Here’s a look at what has changed.

  • Process and definitions
    • Section 4 of the Act lays out species listing and habitat delineation criteria. Changes made do 4 primary things; 1) Amend the protections extended to threatened species (removing the “blanket protection” that gave them essentially the same protection levels as endangered), 2) Amend the process of defining a species critical habitat, reducing the inclusion of currently unoccupied habitat, 3) Amend the definition of “foreseeable future” so only impacts to species that are “likely” can be considered during a listing decision (eliminating the inclusion of climate impacts) , and 4) Amend the listing process to now require economic impacts of listing to be estimated, a process that was expressly omitted in previous iterations.
  • Federal Agency Consultations
    • Section 7 of the law defines interagency consultation for development or permitted activities on federally managed lands that affect threatened and endangered species or their habitats.

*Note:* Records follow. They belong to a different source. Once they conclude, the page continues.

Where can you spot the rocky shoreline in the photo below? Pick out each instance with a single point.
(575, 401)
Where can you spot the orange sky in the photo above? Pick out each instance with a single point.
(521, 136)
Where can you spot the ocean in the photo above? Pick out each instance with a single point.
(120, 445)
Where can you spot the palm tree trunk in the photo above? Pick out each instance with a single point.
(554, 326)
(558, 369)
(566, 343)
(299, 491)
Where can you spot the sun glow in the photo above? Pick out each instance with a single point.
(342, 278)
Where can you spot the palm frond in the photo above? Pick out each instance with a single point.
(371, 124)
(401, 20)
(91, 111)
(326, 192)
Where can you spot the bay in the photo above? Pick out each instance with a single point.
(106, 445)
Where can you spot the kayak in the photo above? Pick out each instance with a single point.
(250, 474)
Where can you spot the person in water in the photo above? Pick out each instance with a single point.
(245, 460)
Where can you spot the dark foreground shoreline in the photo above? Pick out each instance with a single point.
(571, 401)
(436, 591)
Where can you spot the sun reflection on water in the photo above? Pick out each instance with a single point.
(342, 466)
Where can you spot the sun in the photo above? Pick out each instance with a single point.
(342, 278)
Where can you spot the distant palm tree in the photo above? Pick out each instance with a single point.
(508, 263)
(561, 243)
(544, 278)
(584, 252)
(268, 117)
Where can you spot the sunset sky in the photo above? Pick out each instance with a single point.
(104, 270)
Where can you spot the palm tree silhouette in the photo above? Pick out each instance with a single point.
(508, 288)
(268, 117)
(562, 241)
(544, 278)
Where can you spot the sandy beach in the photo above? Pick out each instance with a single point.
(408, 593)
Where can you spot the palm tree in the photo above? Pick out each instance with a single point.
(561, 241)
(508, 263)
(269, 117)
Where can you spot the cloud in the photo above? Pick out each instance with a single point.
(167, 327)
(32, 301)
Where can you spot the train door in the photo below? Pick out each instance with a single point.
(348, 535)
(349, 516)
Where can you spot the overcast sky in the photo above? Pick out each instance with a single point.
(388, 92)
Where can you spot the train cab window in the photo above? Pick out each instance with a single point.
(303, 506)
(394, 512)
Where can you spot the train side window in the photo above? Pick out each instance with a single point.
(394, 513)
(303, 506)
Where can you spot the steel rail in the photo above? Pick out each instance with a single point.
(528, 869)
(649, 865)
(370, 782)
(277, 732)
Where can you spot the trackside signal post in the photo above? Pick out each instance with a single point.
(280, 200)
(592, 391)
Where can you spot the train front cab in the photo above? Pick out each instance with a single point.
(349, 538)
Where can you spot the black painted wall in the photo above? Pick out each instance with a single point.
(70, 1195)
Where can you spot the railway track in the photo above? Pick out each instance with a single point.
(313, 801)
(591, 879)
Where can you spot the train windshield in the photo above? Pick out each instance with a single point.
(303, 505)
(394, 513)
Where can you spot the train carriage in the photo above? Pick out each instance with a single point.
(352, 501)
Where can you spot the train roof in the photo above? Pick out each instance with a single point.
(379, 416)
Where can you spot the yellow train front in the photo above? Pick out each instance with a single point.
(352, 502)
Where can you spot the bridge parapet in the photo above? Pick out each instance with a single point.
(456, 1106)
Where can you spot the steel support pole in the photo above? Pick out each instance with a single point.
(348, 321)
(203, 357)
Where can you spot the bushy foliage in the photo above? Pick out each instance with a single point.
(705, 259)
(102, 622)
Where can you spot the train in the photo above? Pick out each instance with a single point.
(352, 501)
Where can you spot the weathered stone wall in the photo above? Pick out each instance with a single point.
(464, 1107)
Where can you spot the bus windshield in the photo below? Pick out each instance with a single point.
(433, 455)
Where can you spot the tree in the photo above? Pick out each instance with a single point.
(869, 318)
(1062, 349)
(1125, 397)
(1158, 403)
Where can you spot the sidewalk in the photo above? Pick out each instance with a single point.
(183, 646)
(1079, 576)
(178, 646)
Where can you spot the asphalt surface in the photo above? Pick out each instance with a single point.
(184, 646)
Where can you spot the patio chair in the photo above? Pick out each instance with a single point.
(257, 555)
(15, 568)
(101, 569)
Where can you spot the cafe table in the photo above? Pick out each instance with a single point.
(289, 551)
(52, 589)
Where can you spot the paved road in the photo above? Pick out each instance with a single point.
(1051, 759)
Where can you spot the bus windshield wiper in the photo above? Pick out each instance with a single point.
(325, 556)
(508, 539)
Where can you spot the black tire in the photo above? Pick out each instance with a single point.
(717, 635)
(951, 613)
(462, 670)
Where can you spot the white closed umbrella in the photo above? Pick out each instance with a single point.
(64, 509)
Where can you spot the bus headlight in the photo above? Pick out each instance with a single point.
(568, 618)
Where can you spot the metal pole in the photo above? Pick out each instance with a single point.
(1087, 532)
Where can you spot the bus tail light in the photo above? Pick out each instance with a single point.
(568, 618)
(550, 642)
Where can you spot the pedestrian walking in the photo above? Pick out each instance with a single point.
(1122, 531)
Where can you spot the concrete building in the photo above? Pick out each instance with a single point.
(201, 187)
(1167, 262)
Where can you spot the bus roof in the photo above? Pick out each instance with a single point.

Rule changes this year put into place a consultation timeline, revise the definition of “destruction or adverse modification” for its application to effects on critical habitat, and revise how the “environmental baseline” for a species is described at the time of listing.

While the press release affirms that loosening regulations and clarifying definitions found within the Endangered Species Act are intended to increase the law’s transparency, most groups recognize the changes intent to spur natural resource development, like logging, mining, and gas drilling in critical habitats across the country. These changes are most likely to affect three species in Montana that our state provides critical habitat for, the Piping Plover, the Bull trout, and the Canada Lynx. Beyond these three, an additional 16 plant and animal species fall under the act in Montana, including the Grizzly Bear, Black-footed Ferret. Surely this is something to keep a watch on as these rule changes continue to face legal challenges.